Only once in his years of commuting was there a problem with the weather. And Kolstoe spent the night sleeping in his office in Grafton.
He well remembers Oct. 8. He's not sure whether it was 2000 or 2001. But he made a bad decision to buck some sleet and it took him eight hours to get home.
These days, he drives a small Nissan Centra with front wheel drive. He never found the need for four-wheel drive.
There were times when Pete Bouley got 76 miles down Interstate 29 to Fargo in all kinds of weather and then wondered how. He says it was just so automatic. In the 10 years he drove there daily in his work for Border States Electric he had the drive figured out.
It was one hour and 10 minutes from his door to his office in Fargo. Now his work calls him down the highway only occasionally.
There have been only a handful of times he was delayed. Only once did he slide off the road. In winter, he carried candles, a water bottle and watches his speed. He never uses cruise control on icy roads.
"I used to have a big coffee thermos," he says. "Now I take bottled water."
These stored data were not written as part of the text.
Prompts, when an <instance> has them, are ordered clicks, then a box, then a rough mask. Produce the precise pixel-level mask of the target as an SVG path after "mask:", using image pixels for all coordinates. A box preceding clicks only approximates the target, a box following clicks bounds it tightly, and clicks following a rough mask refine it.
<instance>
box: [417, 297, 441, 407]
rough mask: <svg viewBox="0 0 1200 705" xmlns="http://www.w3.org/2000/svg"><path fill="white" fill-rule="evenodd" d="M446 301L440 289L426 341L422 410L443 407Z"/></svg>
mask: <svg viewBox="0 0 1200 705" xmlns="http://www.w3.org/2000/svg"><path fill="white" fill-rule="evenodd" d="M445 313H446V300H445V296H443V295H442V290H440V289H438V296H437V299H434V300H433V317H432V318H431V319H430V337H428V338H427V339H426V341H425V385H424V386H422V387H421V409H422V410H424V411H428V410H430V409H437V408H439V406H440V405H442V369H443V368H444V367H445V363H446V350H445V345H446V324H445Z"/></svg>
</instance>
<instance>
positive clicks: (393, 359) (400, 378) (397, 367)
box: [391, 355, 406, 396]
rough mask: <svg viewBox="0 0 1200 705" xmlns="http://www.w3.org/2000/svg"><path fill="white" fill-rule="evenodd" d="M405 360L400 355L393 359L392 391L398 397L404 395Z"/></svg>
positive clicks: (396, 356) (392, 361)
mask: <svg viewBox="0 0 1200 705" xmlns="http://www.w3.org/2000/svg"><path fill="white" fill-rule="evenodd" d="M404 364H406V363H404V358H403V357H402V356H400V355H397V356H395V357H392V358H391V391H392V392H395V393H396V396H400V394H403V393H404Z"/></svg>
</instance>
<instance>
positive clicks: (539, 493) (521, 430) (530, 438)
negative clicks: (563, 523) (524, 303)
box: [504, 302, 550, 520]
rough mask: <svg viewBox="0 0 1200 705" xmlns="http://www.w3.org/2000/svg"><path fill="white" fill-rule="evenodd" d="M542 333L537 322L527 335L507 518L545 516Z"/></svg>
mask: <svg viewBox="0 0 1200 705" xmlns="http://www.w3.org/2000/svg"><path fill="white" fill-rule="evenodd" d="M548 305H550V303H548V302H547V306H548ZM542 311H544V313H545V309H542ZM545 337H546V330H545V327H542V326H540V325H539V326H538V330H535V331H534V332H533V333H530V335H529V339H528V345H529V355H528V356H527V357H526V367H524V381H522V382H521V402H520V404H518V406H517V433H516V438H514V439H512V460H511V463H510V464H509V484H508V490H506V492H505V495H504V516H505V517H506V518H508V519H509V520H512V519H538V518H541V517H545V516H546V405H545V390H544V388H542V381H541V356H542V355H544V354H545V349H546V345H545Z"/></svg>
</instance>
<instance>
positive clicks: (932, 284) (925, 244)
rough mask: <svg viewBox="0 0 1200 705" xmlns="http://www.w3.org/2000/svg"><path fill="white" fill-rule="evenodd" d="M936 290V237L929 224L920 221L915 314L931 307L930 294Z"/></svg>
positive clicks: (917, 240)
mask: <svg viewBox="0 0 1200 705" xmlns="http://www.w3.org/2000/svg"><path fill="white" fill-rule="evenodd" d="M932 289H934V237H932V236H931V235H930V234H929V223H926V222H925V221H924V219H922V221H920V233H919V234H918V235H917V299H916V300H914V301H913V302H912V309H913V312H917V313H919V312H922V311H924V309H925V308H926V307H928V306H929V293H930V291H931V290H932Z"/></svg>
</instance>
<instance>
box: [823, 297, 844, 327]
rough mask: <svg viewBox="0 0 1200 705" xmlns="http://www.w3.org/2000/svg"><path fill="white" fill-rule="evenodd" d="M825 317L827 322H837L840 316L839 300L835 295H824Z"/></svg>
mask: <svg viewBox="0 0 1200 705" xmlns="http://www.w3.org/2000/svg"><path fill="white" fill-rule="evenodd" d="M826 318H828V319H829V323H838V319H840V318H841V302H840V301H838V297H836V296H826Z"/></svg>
For him, commuting has been a time of rest and relaxation. He would leave the cares of work behind.
It takes Sean Johnson under an hour to get to his job at DigiKey in Thief River Falls. And he gets about 30 miles per gallon in his Subaru Forester.
The first time on the road to his job last March, he ran into blizzard conditions. But that didn't deter him because he says he has always liked driving. And he says, "It was such a good feeling to be working for the company as a software engineer."
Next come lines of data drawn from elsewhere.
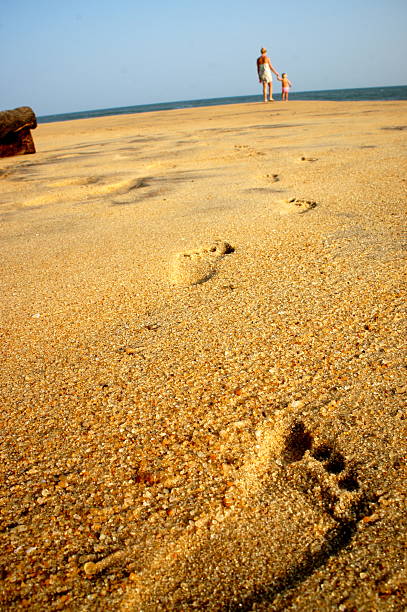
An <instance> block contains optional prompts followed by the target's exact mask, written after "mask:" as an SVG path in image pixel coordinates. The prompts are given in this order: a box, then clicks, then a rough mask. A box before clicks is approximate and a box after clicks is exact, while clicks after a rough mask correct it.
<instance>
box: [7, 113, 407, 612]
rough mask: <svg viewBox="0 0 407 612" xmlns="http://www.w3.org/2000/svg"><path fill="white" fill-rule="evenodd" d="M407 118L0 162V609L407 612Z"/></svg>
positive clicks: (102, 135) (76, 131)
mask: <svg viewBox="0 0 407 612" xmlns="http://www.w3.org/2000/svg"><path fill="white" fill-rule="evenodd" d="M406 116H407V105H406V103H404V102H397V103H395V102H387V103H386V102H384V103H371V102H364V103H351V102H349V103H347V102H346V103H329V102H309V103H303V102H291V101H290V102H289V104H286V105H282V104H277V103H276V104H275V105H264V106H263V105H262V104H259V105H256V104H247V105H237V106H236V107H235V106H234V107H217V108H207V109H183V110H180V111H171V112H167V113H165V112H162V113H149V114H143V115H142V116H141V115H136V116H135V115H129V116H126V117H123V116H120V117H109V118H100V119H92V120H80V121H75V122H68V123H63V124H62V123H61V124H47V125H42V126H39V128H38V130H37V132H38V134H36V144H37V150H38V153H37V154H36V155H35V156H32V157H29V158H28V157H24V158H15V159H13V160H10V159H3V160H0V188H1V191H0V212H1V215H2V228H1V235H0V239H1V244H2V246H3V250H2V273H1V280H2V286H3V299H2V311H1V312H2V315H1V337H2V344H1V350H2V362H3V369H2V379H1V383H2V384H1V394H2V406H3V410H2V412H1V415H0V420H1V426H2V430H1V431H2V441H3V443H2V447H1V451H0V452H1V459H2V461H1V470H2V484H1V488H0V495H1V499H2V507H1V513H0V519H1V523H0V525H1V527H0V542H1V547H2V559H3V561H2V564H1V565H0V580H1V593H0V598H1V599H0V601H1V604H0V605H1V606H3V607H4V609H24V608H28V609H34V610H36V609H38V610H42V609H51V610H53V609H65V608H66V609H73V610H76V609H80V610H87V609H89V610H98V609H100V610H103V609H106V608H108V609H117V610H141V609H142V610H169V609H171V610H172V609H174V610H177V609H178V610H189V609H208V610H219V609H230V610H234V609H236V610H237V609H239V610H241V609H244V610H254V609H256V610H295V609H301V610H310V611H311V610H312V611H313V610H315V609H318V610H332V609H339V610H343V611H345V610H349V611H350V610H353V609H357V610H375V609H378V610H381V609H386V610H402V609H403V608H404V607H405V590H404V589H405V582H404V577H403V567H404V566H403V564H404V554H403V539H404V534H405V512H404V507H405V487H404V485H403V469H404V464H403V456H404V454H405V420H404V416H405V415H404V408H405V394H406V390H407V387H406V380H405V341H404V338H405V295H404V293H405V291H404V289H405V264H404V262H405V236H404V234H403V222H404V215H405V202H406V197H405V196H406V179H405V176H406V174H405V169H406V164H405V136H404V133H403V130H401V129H399V128H400V127H402V126H403V123H407V121H406Z"/></svg>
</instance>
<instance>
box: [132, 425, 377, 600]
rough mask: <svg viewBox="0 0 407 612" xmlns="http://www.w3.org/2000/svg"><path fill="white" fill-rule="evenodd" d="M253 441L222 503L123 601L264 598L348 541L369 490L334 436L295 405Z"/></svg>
mask: <svg viewBox="0 0 407 612" xmlns="http://www.w3.org/2000/svg"><path fill="white" fill-rule="evenodd" d="M256 442H257V444H256V450H254V451H253V453H252V454H251V455H250V456H249V457H248V458H247V460H246V461H245V463H244V464H243V466H241V468H240V469H239V470H237V471H236V472H235V478H236V479H235V481H234V483H228V487H227V493H226V497H225V498H224V499H223V509H221V510H219V511H218V512H217V513H215V512H214V516H211V517H208V518H207V520H206V521H205V524H204V526H203V527H200V526H199V527H195V529H194V530H192V531H190V532H189V533H188V531H186V532H185V534H184V536H183V537H181V538H180V539H178V541H177V544H175V545H174V550H171V547H170V548H169V549H166V550H165V552H164V551H163V553H162V554H157V556H156V558H155V560H154V562H153V564H152V566H151V568H150V570H152V569H155V570H157V572H159V573H155V574H154V576H155V577H157V576H159V579H158V580H156V579H154V582H152V583H148V572H147V574H146V576H144V575H141V576H140V581H139V588H138V589H135V590H129V591H128V593H127V595H126V597H125V599H124V601H123V602H122V608H121V609H122V610H123V611H124V610H134V609H191V608H193V609H206V610H219V609H225V610H252V609H253V608H254V607H256V604H261V603H265V602H267V605H270V604H272V602H273V600H274V599H275V597H276V596H278V595H279V594H281V593H283V592H284V591H286V590H287V589H290V588H291V587H293V586H294V585H296V584H298V582H299V581H301V580H306V579H307V578H308V577H309V576H311V575H312V574H313V573H314V572H315V571H316V570H317V569H318V568H319V567H321V566H322V565H324V564H325V563H327V561H328V560H329V558H330V557H331V556H335V555H337V554H338V553H339V552H340V550H342V549H343V548H344V547H345V546H347V545H348V544H349V542H350V541H351V538H352V536H353V534H354V533H355V531H356V528H357V525H358V522H359V521H360V520H361V519H362V518H363V516H364V514H365V513H366V512H370V511H371V510H372V508H371V507H370V506H372V505H373V504H374V502H375V499H374V497H372V495H371V494H370V493H369V492H368V490H367V489H366V487H364V486H362V483H360V482H359V479H358V478H359V477H358V474H357V472H356V468H355V466H354V465H352V463H351V462H349V461H348V460H347V459H346V457H345V455H344V454H343V453H342V452H341V450H340V449H339V448H337V445H336V443H335V442H334V441H332V440H328V439H325V438H322V437H319V434H314V433H313V432H312V430H311V428H308V427H307V425H306V424H305V423H304V422H303V421H302V420H300V419H298V418H296V415H293V414H289V415H283V416H282V418H279V419H278V420H277V421H276V422H275V423H274V425H273V426H271V425H270V424H269V423H266V424H265V426H264V427H263V428H262V429H261V430H259V431H256ZM232 479H233V476H232ZM196 525H197V524H196ZM175 550H176V554H174V551H175ZM169 559H176V560H175V561H172V562H169V561H168V560H169ZM165 568H166V569H165ZM145 579H146V580H145ZM219 585H222V586H221V588H219ZM161 606H162V608H161ZM262 609H263V608H262Z"/></svg>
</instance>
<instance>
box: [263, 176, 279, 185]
mask: <svg viewBox="0 0 407 612" xmlns="http://www.w3.org/2000/svg"><path fill="white" fill-rule="evenodd" d="M266 178H267V179H269V180H270V181H271V182H272V183H278V181H279V180H280V177H279V175H278V174H266Z"/></svg>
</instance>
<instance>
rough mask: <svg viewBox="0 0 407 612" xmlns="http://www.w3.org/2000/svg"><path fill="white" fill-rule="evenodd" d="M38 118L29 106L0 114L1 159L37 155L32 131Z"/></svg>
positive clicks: (33, 128)
mask: <svg viewBox="0 0 407 612" xmlns="http://www.w3.org/2000/svg"><path fill="white" fill-rule="evenodd" d="M36 127H37V118H36V116H35V114H34V111H33V110H32V109H31V108H30V107H29V106H20V107H19V108H15V109H14V110H7V111H2V112H0V157H11V156H12V155H25V154H27V153H35V145H34V141H33V139H32V136H31V131H30V130H33V129H34V128H36Z"/></svg>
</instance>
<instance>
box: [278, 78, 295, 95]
mask: <svg viewBox="0 0 407 612" xmlns="http://www.w3.org/2000/svg"><path fill="white" fill-rule="evenodd" d="M277 78H278V80H279V81H281V87H282V91H281V99H282V100H288V92H289V91H290V87H292V86H293V84H292V83H291V81H290V80H289V78H288V77H287V73H286V72H283V73H282V75H281V77H279V76H278V77H277Z"/></svg>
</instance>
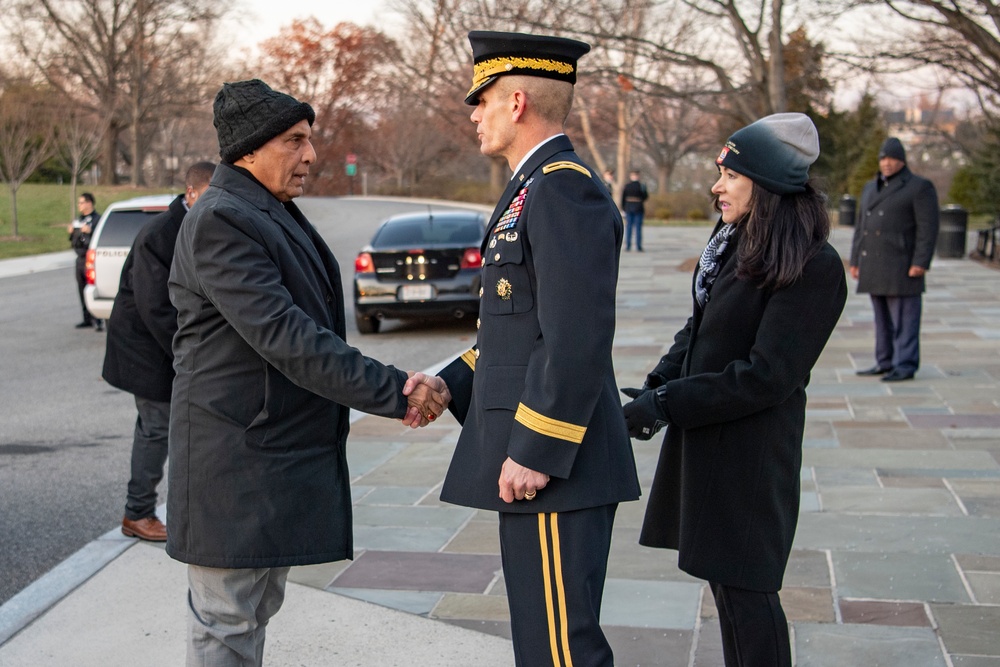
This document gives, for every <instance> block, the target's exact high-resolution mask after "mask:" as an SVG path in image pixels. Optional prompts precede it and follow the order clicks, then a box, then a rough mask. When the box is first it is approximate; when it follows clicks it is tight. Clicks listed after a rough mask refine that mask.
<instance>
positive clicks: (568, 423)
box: [441, 31, 639, 667]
Still, he remembers, "It was white knuckle all the way -- the worst weather ever. I kept the pedal to the metal. Put the car in gear and kept going."
The commute has gone well since the opening day. Johnson monitors the radio and keeps an eye on the road.
At home he has his wife Tiffany and three young children. On the road, he listens to the radio. And thinks.
He takes the route known as Sherack Road from East Grand Forks to St. Hilaire, Minn., and then takes a left (north) on Highway 32 eight miles into Thief River Falls.